Happy New Year! If you've read my blog, you'll know I set a goal date when I left the hospital with Georgia. At first, I really wanted to see her tube free by that date, the closer we approached, the more I learned, it became clear she wouldn't be swallowing anytime soon. I have now borrowed a phrase from a friend, if she's tube free by kindergarten, I'll be thrilled! However, I feel my goal date of January 1 was reached, in ways that are almost imperceptible.

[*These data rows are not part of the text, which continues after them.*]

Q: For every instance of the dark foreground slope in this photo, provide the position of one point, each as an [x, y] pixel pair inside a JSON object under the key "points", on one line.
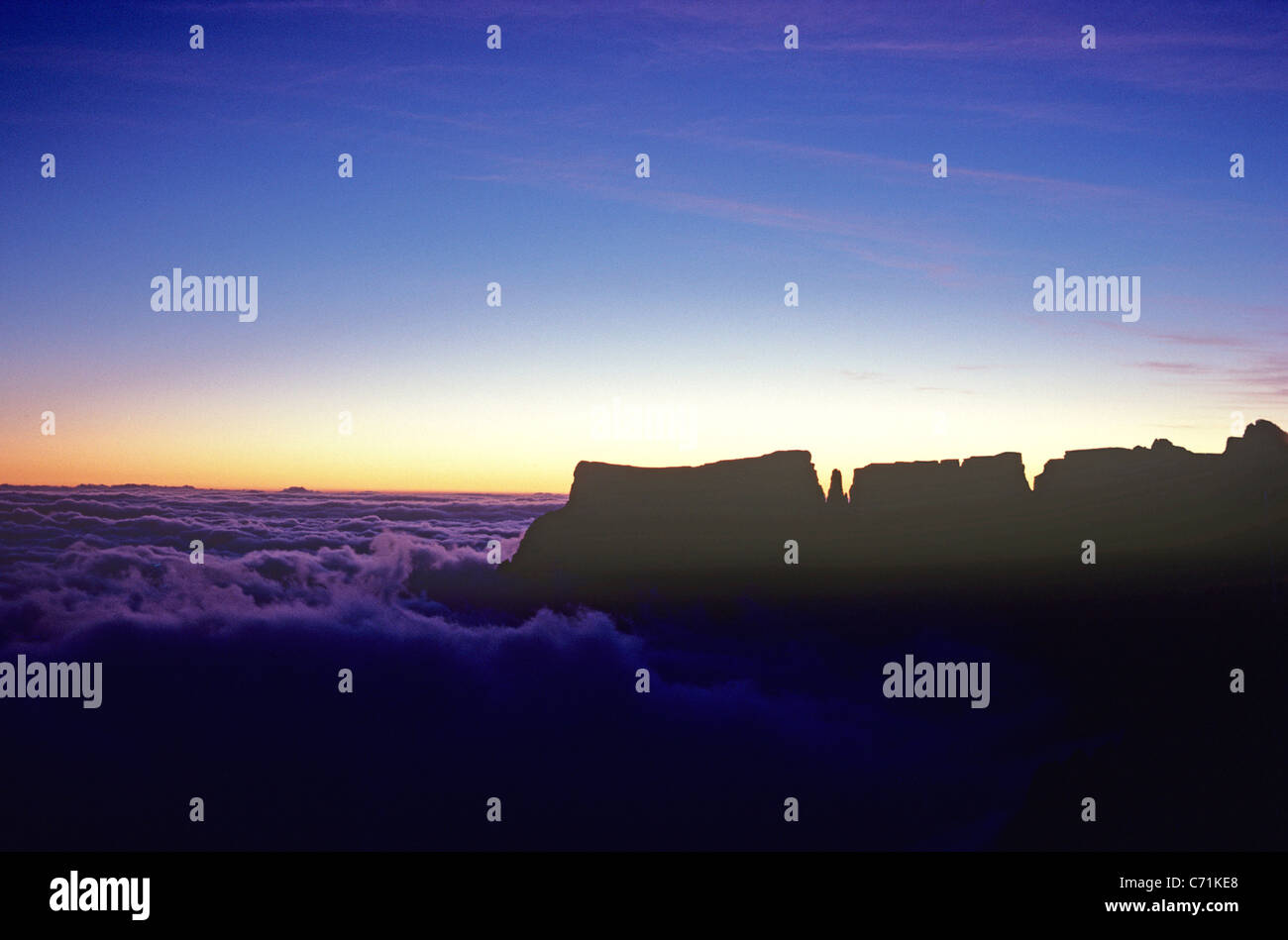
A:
{"points": [[1116, 600]]}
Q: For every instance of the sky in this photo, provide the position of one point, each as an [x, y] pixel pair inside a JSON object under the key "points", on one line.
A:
{"points": [[642, 320]]}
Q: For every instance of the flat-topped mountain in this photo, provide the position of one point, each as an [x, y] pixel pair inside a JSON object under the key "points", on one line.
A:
{"points": [[767, 516]]}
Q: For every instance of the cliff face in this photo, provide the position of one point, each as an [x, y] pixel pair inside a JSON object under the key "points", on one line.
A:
{"points": [[939, 483], [730, 515], [780, 481], [732, 518]]}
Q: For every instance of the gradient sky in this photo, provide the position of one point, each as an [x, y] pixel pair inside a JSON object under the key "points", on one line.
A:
{"points": [[914, 338]]}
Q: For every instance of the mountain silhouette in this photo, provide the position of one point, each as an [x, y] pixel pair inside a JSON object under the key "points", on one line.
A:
{"points": [[1141, 511]]}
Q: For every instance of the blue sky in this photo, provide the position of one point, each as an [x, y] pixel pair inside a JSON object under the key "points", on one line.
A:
{"points": [[914, 336]]}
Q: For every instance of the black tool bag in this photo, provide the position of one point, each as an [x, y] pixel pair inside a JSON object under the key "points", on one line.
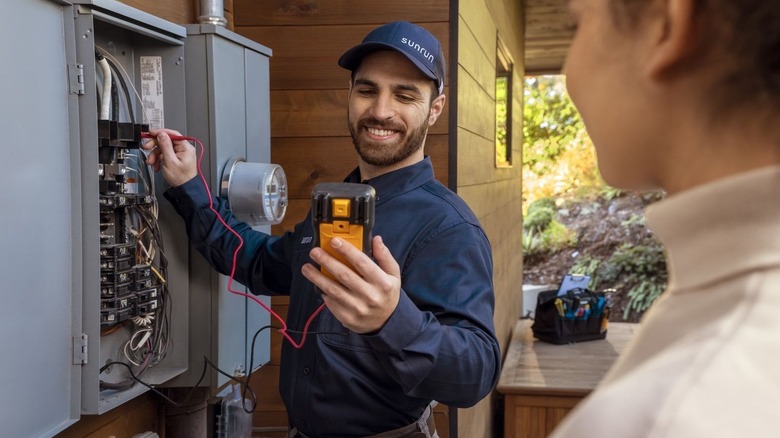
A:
{"points": [[574, 316]]}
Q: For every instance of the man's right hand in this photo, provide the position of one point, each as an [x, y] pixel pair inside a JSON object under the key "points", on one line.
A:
{"points": [[177, 159]]}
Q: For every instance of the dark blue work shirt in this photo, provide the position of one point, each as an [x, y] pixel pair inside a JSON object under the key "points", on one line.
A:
{"points": [[440, 342]]}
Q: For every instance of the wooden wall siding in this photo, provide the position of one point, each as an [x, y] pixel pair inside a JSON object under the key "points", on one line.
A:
{"points": [[493, 193], [329, 12], [548, 34]]}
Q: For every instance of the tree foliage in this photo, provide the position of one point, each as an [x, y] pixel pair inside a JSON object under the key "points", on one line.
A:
{"points": [[551, 123]]}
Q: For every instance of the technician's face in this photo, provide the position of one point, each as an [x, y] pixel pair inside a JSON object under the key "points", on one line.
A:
{"points": [[605, 81], [390, 110]]}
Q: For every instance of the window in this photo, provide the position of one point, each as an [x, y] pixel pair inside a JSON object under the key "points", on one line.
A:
{"points": [[503, 106]]}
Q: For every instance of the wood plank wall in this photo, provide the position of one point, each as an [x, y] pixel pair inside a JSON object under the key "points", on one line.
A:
{"points": [[493, 193], [548, 34], [309, 135]]}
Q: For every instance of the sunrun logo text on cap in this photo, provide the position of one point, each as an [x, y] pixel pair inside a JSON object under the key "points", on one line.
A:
{"points": [[422, 50]]}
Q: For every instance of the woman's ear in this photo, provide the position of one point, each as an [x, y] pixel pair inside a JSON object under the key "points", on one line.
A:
{"points": [[675, 35]]}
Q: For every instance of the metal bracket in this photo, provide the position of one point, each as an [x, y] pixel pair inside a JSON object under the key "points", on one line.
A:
{"points": [[76, 78], [80, 349]]}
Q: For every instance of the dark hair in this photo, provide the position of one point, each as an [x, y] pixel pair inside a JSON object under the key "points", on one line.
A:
{"points": [[746, 33]]}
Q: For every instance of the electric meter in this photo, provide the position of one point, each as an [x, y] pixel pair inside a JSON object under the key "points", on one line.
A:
{"points": [[256, 192]]}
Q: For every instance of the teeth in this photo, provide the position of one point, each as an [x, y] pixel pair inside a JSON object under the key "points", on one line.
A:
{"points": [[380, 132]]}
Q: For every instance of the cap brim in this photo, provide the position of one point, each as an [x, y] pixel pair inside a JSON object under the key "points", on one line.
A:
{"points": [[351, 59]]}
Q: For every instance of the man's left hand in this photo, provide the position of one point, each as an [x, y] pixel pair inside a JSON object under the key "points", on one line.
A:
{"points": [[361, 299]]}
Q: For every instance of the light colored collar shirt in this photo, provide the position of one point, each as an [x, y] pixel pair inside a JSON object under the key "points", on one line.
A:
{"points": [[706, 360]]}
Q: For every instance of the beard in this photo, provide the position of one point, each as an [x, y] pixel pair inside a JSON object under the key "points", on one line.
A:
{"points": [[383, 154]]}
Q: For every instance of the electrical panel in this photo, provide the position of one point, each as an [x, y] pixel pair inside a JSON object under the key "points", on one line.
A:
{"points": [[228, 105], [101, 285], [135, 252]]}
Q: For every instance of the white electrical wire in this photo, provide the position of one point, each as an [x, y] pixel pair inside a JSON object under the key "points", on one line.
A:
{"points": [[105, 100], [105, 53]]}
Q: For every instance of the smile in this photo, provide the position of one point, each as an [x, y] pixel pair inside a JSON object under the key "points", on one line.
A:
{"points": [[380, 132]]}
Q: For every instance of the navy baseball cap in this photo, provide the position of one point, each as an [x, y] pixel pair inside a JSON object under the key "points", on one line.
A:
{"points": [[410, 40]]}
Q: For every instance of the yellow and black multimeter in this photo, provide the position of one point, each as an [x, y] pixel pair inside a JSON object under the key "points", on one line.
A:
{"points": [[344, 210]]}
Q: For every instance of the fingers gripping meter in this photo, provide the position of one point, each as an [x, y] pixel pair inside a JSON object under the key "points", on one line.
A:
{"points": [[344, 210]]}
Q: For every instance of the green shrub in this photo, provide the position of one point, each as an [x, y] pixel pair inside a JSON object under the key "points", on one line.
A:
{"points": [[538, 219]]}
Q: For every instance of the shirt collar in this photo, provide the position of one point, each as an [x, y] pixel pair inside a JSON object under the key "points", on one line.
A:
{"points": [[397, 182], [721, 229]]}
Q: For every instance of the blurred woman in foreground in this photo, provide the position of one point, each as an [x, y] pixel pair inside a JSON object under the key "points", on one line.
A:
{"points": [[684, 96]]}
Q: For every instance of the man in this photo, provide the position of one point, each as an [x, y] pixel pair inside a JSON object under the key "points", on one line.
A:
{"points": [[411, 326]]}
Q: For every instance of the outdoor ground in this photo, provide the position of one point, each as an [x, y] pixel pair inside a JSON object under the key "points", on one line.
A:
{"points": [[602, 225]]}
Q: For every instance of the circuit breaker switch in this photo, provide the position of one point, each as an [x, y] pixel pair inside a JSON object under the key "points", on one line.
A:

First, Georgia finally got approved for services, everything! In home nursing, feeding, physical, and developmental therapy once a week. It was crazy because the lady was rushing to see me before Christmas because she said the deadline they had to make there decision was up right before the first of the year. So huge blessing happened by jan 1st. Now she has all the help she'll need to be her best self, whatever that entails.
Second, she hit 12 pounds. My nurse told me that most babies your just happy if they double their birth weight by six months, so I got attached to 12 pounds and as her seven month mark approached, I was so eager to hit 12 pounds. Well her last weigh in before New Years she was 12 pounds on the dot.
Third, SHE'S IN SIZE TWO diapers!!! Bought my first pack before January 1st!
Fourth, she almost rolled off the changing table on New Years. Sounds like a negative you say? Nope, when you don't have to worry about your almost seven month old rolling, that's scary. So I was so happy that while I was drawing up her morning meds, she surprised me by trying to roll right off the changing table. I was standing right there, so no harm came to the baby in this story!
Last, yesterday I was telling Blake, she's really not laughing out loud and no high pitch squeals yet. She's not babbling either (bababa, dadada, mamama). He said, it will come at her own time. So today Chloe & I are playing with her and she puts those little lips together and I hear bababa. Chloe says, she said mama! Either way, such a soft voice, and so sweet!
All these blessings help me feel Gods love for me & my family, especially little Georgia. Now I can set a new goal, do I dare wish for tube free June 2014? Maybe?